New Delhi: The Union cabinet has approved a proposal to integrate skill development norms among 21 ministries and departments in order to streamline the government’s Skill India Mission and reap a better demographic dividend, finance minister Arun Jaitley said on Thursday.
The cabinet has also approved a new skill development and entrepreneurship policy and approved establishing a National Skill Development Mission to improve the efficiency of human resources in the country. Skill development is thought to be an important ingredient of Prime Minister Narendra Modi’s “Make in India” initiative.
As part of the common norms, more than 70 skill development programmes of all the central ministries will have uniform norms, ranging from course duration and quality check to the cost of courses and eligibility of candidates.
Currently, training courses offered by ministries range from 80 to 675 hours. As per the new norms, a minimum of 200 hours of training is required for fresh skilling courses and 80 hours for re-skilling courses, skills secretary Sunil Arora said.
Sanjiv Duggal, chief executive of Centum Learning Ltd, a skill training and enterprise solutions company, said that rationalization of norms will lead to a better outcome.
“It shall also become easier for implementing agencies to do the job as rules and outcome targets will be homogenous,” said Duggal.
“This multiplicity of norms and parameters has created a diffusive effect of SDPs (skill development programs), which need to be streamlined in order to achieve the final outcomes envisaged. Common norms seek to rationalise the whole spectrum of skill development processes and systems including inputs, outputs, funding/cost norms, third party certification and assessment, monitoring/tracking mechanisms, and empanelment of training providers,” said a cabinet statement.
Arora told reporters that his ministry, however, is open to allowing some flexibility if a ministry seeks a relaxation in the norms. The recommendation for common norms was initially made by a committee of secretaries and later fine-tuned by the skills ministry.
Tahsin Zahid, chairman of the skills committee at industry lobby group PHD Chamber of Commerce and Industry said that the government needs to review the skill development policy every year. He said common norms are required by all three stakeholders—job-seekers, employers and training partners.

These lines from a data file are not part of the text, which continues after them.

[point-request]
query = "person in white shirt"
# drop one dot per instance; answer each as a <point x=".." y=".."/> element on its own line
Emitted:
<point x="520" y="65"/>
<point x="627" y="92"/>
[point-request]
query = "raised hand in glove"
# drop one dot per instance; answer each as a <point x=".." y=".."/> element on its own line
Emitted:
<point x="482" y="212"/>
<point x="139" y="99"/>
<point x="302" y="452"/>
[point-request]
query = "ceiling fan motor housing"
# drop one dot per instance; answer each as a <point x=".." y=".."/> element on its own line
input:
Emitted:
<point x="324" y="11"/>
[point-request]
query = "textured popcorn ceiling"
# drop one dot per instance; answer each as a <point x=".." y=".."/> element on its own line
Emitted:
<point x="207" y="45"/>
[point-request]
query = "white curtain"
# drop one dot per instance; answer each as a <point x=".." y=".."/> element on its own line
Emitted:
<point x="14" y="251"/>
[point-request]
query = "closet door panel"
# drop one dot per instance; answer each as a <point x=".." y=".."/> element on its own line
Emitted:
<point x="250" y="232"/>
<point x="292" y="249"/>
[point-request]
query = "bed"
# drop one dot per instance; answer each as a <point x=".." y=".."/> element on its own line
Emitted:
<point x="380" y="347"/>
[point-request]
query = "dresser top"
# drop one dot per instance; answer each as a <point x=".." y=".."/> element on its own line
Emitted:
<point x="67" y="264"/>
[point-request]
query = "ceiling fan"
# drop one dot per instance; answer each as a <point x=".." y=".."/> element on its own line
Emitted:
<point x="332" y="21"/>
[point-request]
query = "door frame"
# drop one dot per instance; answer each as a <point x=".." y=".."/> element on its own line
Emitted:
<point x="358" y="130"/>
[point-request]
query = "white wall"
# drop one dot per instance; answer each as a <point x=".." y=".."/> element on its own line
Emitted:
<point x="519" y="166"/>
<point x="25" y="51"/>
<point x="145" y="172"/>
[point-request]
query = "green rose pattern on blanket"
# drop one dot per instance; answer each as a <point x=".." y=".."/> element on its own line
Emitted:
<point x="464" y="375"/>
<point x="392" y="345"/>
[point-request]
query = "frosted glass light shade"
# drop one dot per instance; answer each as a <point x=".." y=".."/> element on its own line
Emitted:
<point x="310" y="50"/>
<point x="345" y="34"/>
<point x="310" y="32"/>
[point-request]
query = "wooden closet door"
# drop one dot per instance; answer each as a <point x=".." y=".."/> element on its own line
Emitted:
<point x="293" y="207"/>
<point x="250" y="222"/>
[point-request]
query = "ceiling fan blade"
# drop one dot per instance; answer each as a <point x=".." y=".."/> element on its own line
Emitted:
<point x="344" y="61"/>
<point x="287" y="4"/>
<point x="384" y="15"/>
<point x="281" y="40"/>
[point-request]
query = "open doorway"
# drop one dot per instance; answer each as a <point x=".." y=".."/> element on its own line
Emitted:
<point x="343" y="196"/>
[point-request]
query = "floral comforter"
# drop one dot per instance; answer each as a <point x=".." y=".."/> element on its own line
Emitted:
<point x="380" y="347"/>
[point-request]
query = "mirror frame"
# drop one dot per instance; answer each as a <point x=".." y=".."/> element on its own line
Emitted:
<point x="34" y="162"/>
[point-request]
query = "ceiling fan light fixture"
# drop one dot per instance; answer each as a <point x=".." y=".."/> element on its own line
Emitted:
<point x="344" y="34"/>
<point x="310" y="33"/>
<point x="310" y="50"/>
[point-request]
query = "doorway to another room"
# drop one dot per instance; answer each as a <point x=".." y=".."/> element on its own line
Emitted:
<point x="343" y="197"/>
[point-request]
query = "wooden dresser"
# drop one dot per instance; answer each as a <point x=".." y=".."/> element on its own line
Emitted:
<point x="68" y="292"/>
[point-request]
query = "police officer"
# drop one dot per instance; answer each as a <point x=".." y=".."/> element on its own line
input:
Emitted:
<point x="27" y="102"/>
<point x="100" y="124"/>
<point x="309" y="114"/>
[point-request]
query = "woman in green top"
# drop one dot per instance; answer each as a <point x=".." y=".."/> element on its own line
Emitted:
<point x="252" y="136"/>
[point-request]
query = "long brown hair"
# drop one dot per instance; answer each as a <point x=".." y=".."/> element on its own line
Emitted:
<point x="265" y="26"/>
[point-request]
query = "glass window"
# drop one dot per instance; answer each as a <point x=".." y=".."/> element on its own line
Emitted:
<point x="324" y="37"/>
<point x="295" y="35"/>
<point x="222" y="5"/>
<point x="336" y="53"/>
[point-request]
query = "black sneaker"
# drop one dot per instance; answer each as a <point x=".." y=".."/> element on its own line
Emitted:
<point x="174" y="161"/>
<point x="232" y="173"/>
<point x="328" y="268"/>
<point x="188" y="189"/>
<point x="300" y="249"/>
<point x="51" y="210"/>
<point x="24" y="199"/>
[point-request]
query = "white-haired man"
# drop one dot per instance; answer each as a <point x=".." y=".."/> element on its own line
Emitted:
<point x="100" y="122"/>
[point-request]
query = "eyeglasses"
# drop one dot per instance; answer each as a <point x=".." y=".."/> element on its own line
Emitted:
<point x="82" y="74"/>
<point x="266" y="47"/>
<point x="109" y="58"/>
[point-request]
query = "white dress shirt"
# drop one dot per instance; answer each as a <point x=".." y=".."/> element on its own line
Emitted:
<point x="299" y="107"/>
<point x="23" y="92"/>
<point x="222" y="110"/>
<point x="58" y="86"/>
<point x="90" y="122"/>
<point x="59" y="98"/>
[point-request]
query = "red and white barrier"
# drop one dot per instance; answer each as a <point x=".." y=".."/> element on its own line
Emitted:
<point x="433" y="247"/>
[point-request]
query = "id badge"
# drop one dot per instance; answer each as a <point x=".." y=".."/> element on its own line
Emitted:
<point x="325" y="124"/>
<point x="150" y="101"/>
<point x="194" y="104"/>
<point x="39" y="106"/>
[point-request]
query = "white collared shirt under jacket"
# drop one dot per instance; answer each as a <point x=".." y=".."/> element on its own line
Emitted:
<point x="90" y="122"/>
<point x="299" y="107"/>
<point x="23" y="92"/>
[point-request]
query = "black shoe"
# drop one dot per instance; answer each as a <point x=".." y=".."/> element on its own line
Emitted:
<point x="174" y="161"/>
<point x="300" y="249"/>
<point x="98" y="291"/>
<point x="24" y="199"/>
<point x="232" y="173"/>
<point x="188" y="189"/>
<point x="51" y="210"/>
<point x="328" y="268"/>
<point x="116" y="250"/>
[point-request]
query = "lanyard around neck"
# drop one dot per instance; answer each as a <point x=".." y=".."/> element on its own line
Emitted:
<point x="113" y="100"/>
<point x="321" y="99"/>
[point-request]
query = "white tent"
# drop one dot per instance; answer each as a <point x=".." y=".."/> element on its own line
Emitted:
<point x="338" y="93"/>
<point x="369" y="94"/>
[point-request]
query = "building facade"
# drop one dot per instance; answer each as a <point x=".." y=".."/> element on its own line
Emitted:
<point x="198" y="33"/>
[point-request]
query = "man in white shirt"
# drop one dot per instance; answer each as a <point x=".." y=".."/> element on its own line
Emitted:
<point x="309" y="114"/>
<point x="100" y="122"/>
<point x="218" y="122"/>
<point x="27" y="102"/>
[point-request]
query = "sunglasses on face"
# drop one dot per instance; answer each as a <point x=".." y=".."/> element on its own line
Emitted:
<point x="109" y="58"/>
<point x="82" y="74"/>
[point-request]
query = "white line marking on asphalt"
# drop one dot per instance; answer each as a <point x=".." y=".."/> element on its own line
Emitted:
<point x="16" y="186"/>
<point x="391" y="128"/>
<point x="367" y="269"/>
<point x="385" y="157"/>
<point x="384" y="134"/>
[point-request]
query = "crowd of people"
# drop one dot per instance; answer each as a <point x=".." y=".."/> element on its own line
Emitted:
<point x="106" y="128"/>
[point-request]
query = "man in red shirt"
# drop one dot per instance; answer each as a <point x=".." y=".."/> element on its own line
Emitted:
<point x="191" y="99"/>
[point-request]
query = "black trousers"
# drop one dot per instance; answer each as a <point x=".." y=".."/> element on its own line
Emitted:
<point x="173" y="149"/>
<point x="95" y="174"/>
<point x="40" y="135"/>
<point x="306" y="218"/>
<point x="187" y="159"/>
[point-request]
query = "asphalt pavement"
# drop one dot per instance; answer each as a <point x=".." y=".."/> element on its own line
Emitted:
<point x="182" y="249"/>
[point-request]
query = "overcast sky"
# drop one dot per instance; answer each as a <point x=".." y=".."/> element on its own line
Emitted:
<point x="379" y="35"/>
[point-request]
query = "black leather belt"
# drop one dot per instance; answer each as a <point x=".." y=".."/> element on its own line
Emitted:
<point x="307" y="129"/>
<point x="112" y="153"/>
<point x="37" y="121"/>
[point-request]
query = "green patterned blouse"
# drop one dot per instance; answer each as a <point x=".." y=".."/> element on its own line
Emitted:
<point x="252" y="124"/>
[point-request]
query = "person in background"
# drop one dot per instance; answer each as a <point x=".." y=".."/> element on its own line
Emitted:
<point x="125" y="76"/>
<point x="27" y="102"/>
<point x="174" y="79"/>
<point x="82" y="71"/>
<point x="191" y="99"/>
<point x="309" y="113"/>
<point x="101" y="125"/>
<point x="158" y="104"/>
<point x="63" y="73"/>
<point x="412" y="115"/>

“The confusion will go. The government now need to ensure that the monitoring happens well so that there is no misuse of taxpayers’ money,” Zahid said, adding that states may soon find it worthwhile to follow the model as well.
As part of the new skills policy and new skills mission, the government will set up a skill council headed by Modi to give policy direction. There will be another committee headed by the skills secretary to oversee implementation.
Additionally, the new skill policy will focus on bringing more private participation and public-private partnerships in skill development initiatives and put in place an institutional mechanism to achieve this goal, Arora added. He said car maker Maruti Suzuki India Ltd and the Tata group are among businesses that are already helping with the skilling process.
Jaitley said industrial areas will see skill clusters that will make up for the shortage in skilled labour faced by the industry. India aims to train 420 million more people by 2022, Arora added.
The secretary said the government will set up a skills research institute under the National Skill Development Agency, the policy advising arm of the ministry, to conduct research in this field. The skills ministry will draft in the services of top institutions, such as Indian Institute of Management Ahmedabad, the Indian Institutes of Technology (IIT) in Mumbai and Chennai, Aligarh Muslim University and Banaras Hindu University, to help with research and promote entrepreneurship.
The vision of the new skill policy is “to create an ecosystem of empowerment by skilling on a large scale at speed with high standards and to promote a culture of innovation based entrepreneurship which can generate wealth and employment so as to ensure sustainable livelihoods for all citizens in the country”, a cabinet statement said.
It said the new policy, coming after a gap of six years, will address key obstacles to skilling, including low aspirational value, lack of integration with formal education, a lack of focus on outcomes, and low-quality training, infrastructure and trainers.
“Further, the Policy seeks to align supply and demand for skills by bridging existing skill gaps, promoting industry engagement, operationalizing a quality assurance framework, leverage technology and promoting greater opportunities for apprenticeship training,” the statement added.